Demographic Winter I

Over Thanksgiving I watched the documentary Demographic Winter.  Here is their website:
I recommend around the first 20 minutes or so, if you get a chance.  That’s the part where they actually support their idea that we are headed for a huge population decline in the next several decades.  The remainder is kinda worthless, in my opinion – pointless speculation about the decline of the modern family and the whys and wherefores.  Don’t get me wrong – they have the data to say, in no uncertain terms, what has been happening to the family; but that’s where the facts end and the speculation begins.  From there they take the what (which the data supports), add some traditional values-inspired speculation, and they arrive at a completely unsupportable why, as well as a completely unsupportable what it all means.

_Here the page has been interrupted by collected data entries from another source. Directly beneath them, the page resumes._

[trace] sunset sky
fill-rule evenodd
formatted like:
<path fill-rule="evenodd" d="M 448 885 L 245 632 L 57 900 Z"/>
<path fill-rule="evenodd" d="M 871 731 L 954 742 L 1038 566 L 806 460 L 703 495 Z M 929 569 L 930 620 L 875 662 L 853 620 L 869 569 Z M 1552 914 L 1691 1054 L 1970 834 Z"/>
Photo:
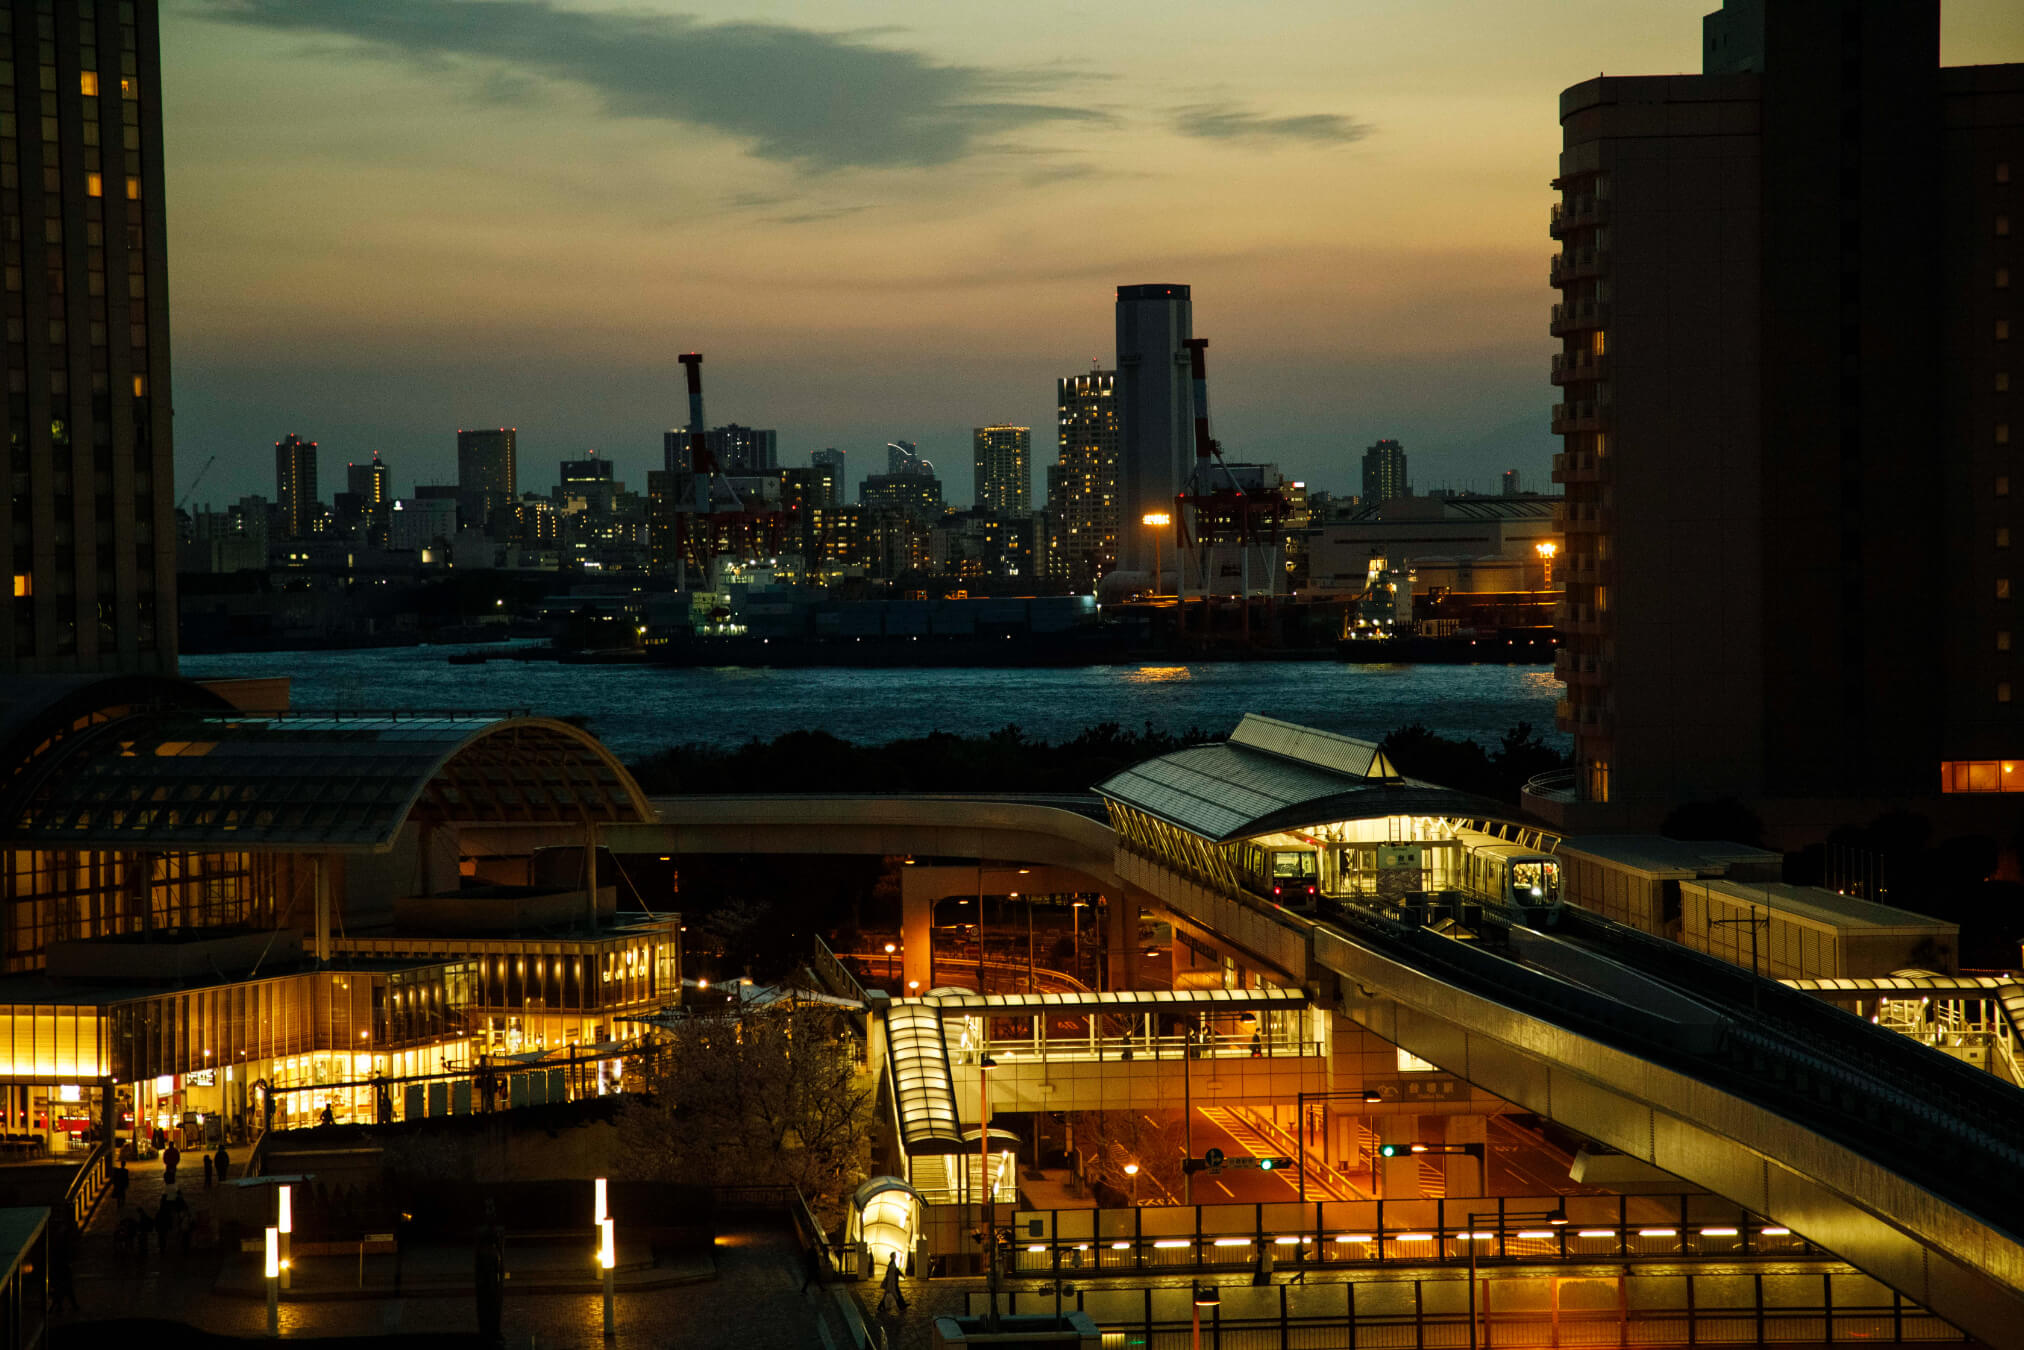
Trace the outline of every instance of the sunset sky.
<path fill-rule="evenodd" d="M 700 349 L 783 464 L 1034 428 L 1111 363 L 1119 284 L 1186 282 L 1233 459 L 1357 488 L 1546 488 L 1560 90 L 1700 64 L 1715 0 L 165 0 L 181 491 L 406 495 L 459 426 L 520 487 L 595 448 L 644 490 Z M 1949 0 L 1948 64 L 2024 60 Z M 1037 503 L 1036 503 L 1037 504 Z"/>

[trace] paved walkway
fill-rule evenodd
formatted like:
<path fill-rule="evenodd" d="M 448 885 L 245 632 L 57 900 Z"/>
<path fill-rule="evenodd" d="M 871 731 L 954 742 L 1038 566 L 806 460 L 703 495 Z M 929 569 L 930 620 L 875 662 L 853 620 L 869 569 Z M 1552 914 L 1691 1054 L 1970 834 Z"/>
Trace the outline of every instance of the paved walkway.
<path fill-rule="evenodd" d="M 161 1195 L 161 1166 L 132 1166 L 128 1207 L 138 1200 L 152 1210 Z M 204 1208 L 201 1169 L 184 1195 L 193 1211 Z M 110 1197 L 103 1208 L 112 1209 Z M 223 1254 L 213 1249 L 184 1255 L 172 1242 L 166 1256 L 151 1250 L 144 1262 L 122 1257 L 112 1250 L 115 1222 L 97 1216 L 80 1242 L 76 1283 L 82 1310 L 53 1319 L 53 1346 L 101 1343 L 93 1323 L 136 1317 L 233 1336 L 264 1335 L 264 1300 L 216 1287 Z M 801 1251 L 791 1231 L 725 1232 L 713 1256 L 715 1277 L 702 1283 L 621 1292 L 615 1300 L 617 1344 L 665 1350 L 842 1350 L 847 1344 L 839 1339 L 834 1300 L 820 1289 L 803 1289 Z M 468 1254 L 462 1260 L 468 1270 Z M 355 1278 L 356 1262 L 353 1271 Z M 362 1298 L 284 1303 L 280 1321 L 284 1337 L 448 1335 L 475 1331 L 477 1313 L 468 1295 L 391 1297 L 368 1290 Z M 607 1344 L 604 1301 L 593 1292 L 516 1293 L 509 1284 L 504 1330 L 506 1343 L 516 1350 L 596 1350 Z"/>

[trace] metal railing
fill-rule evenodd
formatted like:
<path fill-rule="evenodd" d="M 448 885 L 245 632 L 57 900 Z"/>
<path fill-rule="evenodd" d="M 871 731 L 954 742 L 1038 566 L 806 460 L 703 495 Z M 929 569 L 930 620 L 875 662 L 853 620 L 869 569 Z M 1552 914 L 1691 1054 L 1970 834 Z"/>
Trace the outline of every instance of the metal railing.
<path fill-rule="evenodd" d="M 1630 1281 L 1635 1279 L 1631 1292 Z M 1809 1272 L 1787 1280 L 1618 1272 L 1540 1280 L 1492 1275 L 1470 1335 L 1466 1296 L 1453 1276 L 1314 1284 L 1225 1285 L 1201 1310 L 1202 1344 L 1223 1350 L 1357 1347 L 1767 1345 L 1843 1341 L 1955 1342 L 1941 1318 L 1864 1277 Z M 967 1295 L 970 1315 L 990 1295 Z M 1182 1346 L 1192 1329 L 1186 1287 L 1085 1289 L 1063 1306 L 1094 1321 L 1105 1345 Z M 1051 1315 L 1052 1282 L 999 1296 L 1005 1313 Z"/>
<path fill-rule="evenodd" d="M 86 1156 L 77 1174 L 70 1179 L 70 1185 L 63 1191 L 63 1204 L 70 1211 L 71 1222 L 79 1232 L 91 1222 L 92 1211 L 112 1184 L 112 1150 L 101 1139 Z"/>
<path fill-rule="evenodd" d="M 1567 1222 L 1540 1216 L 1565 1205 Z M 933 1206 L 931 1250 L 967 1244 L 965 1216 Z M 1136 1209 L 1021 1210 L 1013 1275 L 1127 1275 L 1378 1266 L 1570 1265 L 1610 1261 L 1833 1260 L 1790 1229 L 1707 1195 L 1311 1200 Z"/>

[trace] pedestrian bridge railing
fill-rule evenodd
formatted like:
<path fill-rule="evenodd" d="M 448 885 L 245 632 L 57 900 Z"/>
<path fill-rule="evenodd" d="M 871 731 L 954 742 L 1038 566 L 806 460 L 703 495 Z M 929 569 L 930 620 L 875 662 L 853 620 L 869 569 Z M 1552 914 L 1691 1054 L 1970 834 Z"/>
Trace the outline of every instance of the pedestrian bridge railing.
<path fill-rule="evenodd" d="M 1596 1266 L 1572 1271 L 1500 1270 L 1477 1285 L 1469 1334 L 1465 1272 L 1384 1280 L 1264 1285 L 1224 1283 L 1200 1310 L 1200 1344 L 1223 1350 L 1281 1347 L 1900 1345 L 1953 1342 L 1960 1331 L 1867 1275 L 1794 1269 L 1647 1274 Z M 1190 1286 L 1082 1288 L 1060 1295 L 1086 1314 L 1105 1345 L 1185 1346 L 1195 1315 Z M 1051 1315 L 1053 1281 L 998 1296 L 1005 1313 Z M 971 1316 L 988 1293 L 967 1296 Z"/>
<path fill-rule="evenodd" d="M 1546 1216 L 1564 1206 L 1567 1222 Z M 1833 1259 L 1778 1224 L 1720 1197 L 1482 1196 L 1445 1200 L 1320 1200 L 1136 1209 L 998 1208 L 1014 1275 L 1385 1265 L 1558 1265 L 1625 1260 Z M 974 1258 L 979 1210 L 931 1205 L 931 1256 Z"/>

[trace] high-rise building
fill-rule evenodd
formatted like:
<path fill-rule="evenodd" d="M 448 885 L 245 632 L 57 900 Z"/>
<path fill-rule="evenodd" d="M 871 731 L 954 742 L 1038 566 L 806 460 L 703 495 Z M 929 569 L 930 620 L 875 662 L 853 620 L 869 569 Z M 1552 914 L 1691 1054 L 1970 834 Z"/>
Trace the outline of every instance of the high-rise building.
<path fill-rule="evenodd" d="M 858 484 L 857 500 L 870 510 L 932 521 L 942 514 L 942 480 L 919 473 L 875 473 Z"/>
<path fill-rule="evenodd" d="M 978 427 L 975 455 L 977 508 L 1023 515 L 1033 503 L 1033 429 Z"/>
<path fill-rule="evenodd" d="M 1534 805 L 2024 790 L 2024 65 L 1942 69 L 1937 0 L 1729 0 L 1703 38 L 1701 75 L 1560 99 L 1576 775 Z"/>
<path fill-rule="evenodd" d="M 703 433 L 703 444 L 717 461 L 718 473 L 772 473 L 780 467 L 779 433 L 763 427 L 736 422 L 711 427 Z"/>
<path fill-rule="evenodd" d="M 1498 493 L 1500 496 L 1505 497 L 1515 497 L 1518 495 L 1518 471 L 1516 469 L 1504 470 L 1504 475 L 1498 482 Z"/>
<path fill-rule="evenodd" d="M 556 506 L 563 512 L 586 510 L 604 515 L 617 500 L 621 484 L 612 477 L 612 464 L 599 459 L 593 450 L 582 459 L 562 461 L 561 480 L 555 485 Z M 580 507 L 573 505 L 581 502 Z"/>
<path fill-rule="evenodd" d="M 1117 386 L 1117 373 L 1108 370 L 1054 384 L 1060 449 L 1047 470 L 1047 563 L 1056 580 L 1076 590 L 1094 586 L 1117 566 Z M 1146 570 L 1152 570 L 1151 559 Z"/>
<path fill-rule="evenodd" d="M 1186 286 L 1117 288 L 1118 519 L 1171 512 L 1195 470 L 1195 386 L 1186 346 L 1194 335 Z M 1111 528 L 1113 565 L 1151 575 L 1152 533 L 1126 529 L 1115 536 Z"/>
<path fill-rule="evenodd" d="M 373 451 L 370 464 L 344 466 L 344 490 L 358 498 L 368 513 L 377 513 L 393 501 L 392 475 L 380 463 L 379 451 Z"/>
<path fill-rule="evenodd" d="M 15 0 L 0 25 L 0 669 L 173 674 L 158 6 Z"/>
<path fill-rule="evenodd" d="M 1363 452 L 1363 505 L 1383 506 L 1394 497 L 1413 495 L 1412 479 L 1406 476 L 1405 447 L 1386 438 Z"/>
<path fill-rule="evenodd" d="M 886 472 L 895 477 L 902 474 L 916 474 L 923 478 L 933 478 L 935 463 L 923 456 L 921 447 L 912 441 L 887 441 Z"/>
<path fill-rule="evenodd" d="M 695 466 L 689 462 L 689 429 L 675 427 L 661 433 L 661 468 L 668 473 L 691 473 Z"/>
<path fill-rule="evenodd" d="M 289 432 L 274 442 L 274 503 L 283 539 L 306 539 L 316 518 L 316 442 Z"/>
<path fill-rule="evenodd" d="M 493 512 L 519 497 L 518 439 L 513 427 L 457 432 L 457 513 L 464 525 L 485 529 Z"/>
<path fill-rule="evenodd" d="M 830 446 L 826 450 L 817 450 L 808 457 L 808 462 L 816 468 L 828 469 L 830 471 L 832 478 L 836 482 L 835 505 L 838 506 L 841 506 L 844 499 L 849 495 L 850 480 L 843 476 L 843 460 L 843 451 L 838 450 L 835 446 Z"/>

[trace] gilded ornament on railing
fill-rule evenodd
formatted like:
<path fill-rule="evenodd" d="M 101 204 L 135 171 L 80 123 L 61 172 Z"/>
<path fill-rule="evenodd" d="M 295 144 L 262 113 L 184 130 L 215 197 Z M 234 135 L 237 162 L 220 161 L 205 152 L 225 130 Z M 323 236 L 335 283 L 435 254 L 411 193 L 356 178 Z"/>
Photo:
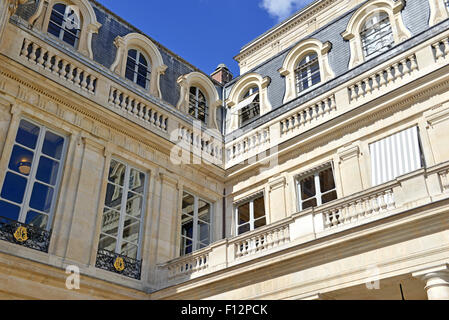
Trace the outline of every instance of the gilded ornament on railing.
<path fill-rule="evenodd" d="M 117 257 L 117 259 L 115 259 L 114 268 L 118 272 L 122 272 L 123 270 L 125 270 L 125 261 L 123 260 L 123 258 Z"/>
<path fill-rule="evenodd" d="M 19 242 L 25 242 L 28 240 L 28 230 L 27 228 L 21 226 L 18 227 L 16 232 L 14 232 L 14 238 Z"/>

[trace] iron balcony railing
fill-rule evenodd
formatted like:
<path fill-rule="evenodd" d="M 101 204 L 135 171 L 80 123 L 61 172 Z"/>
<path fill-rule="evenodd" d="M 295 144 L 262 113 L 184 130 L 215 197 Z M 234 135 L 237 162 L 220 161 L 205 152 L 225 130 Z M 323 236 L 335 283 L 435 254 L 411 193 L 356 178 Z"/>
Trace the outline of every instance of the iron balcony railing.
<path fill-rule="evenodd" d="M 0 217 L 0 240 L 48 253 L 50 238 L 51 230 Z"/>
<path fill-rule="evenodd" d="M 140 280 L 142 260 L 132 259 L 118 253 L 99 249 L 95 267 Z"/>

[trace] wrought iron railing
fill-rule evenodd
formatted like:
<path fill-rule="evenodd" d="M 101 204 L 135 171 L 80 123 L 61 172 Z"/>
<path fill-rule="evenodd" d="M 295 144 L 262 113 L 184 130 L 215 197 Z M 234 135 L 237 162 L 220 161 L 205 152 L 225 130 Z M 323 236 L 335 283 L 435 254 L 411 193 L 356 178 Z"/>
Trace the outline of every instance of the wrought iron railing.
<path fill-rule="evenodd" d="M 0 217 L 0 240 L 48 253 L 51 231 Z"/>
<path fill-rule="evenodd" d="M 121 254 L 100 249 L 97 252 L 95 267 L 140 280 L 142 260 L 135 260 Z"/>

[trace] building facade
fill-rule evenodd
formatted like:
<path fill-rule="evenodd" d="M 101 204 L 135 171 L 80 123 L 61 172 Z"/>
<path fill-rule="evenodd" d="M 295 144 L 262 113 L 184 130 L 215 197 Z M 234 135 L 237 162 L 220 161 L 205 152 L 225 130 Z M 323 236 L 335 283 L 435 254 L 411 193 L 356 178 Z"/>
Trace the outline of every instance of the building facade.
<path fill-rule="evenodd" d="M 448 18 L 316 0 L 233 78 L 0 0 L 0 298 L 449 299 Z"/>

One brilliant gentleman, Harry Dent, points out that when you take a graph of birth rates, and a graph of stock market levels, shift the birth rate graph to fifty years later and superimpose it over the stock market graph, you get a pretty good match of activity trends.  We can only guess why this is, but his explanation does make sense – the idea that when people reach ~50, they prepare for retirement and essentially take their money out of the economy.  Then, consider that virtually every country has a birth rate below replacement.  A + B = future population and economic decline.
Well, that was enough for me – any economic theory presupposes the existence of agents to act in that economy.  No agents, no economy.  Decline in economic agents = certain economic decline.  I was convinced!  They could have, and should have, ended it right there.  But no, they had to keep going.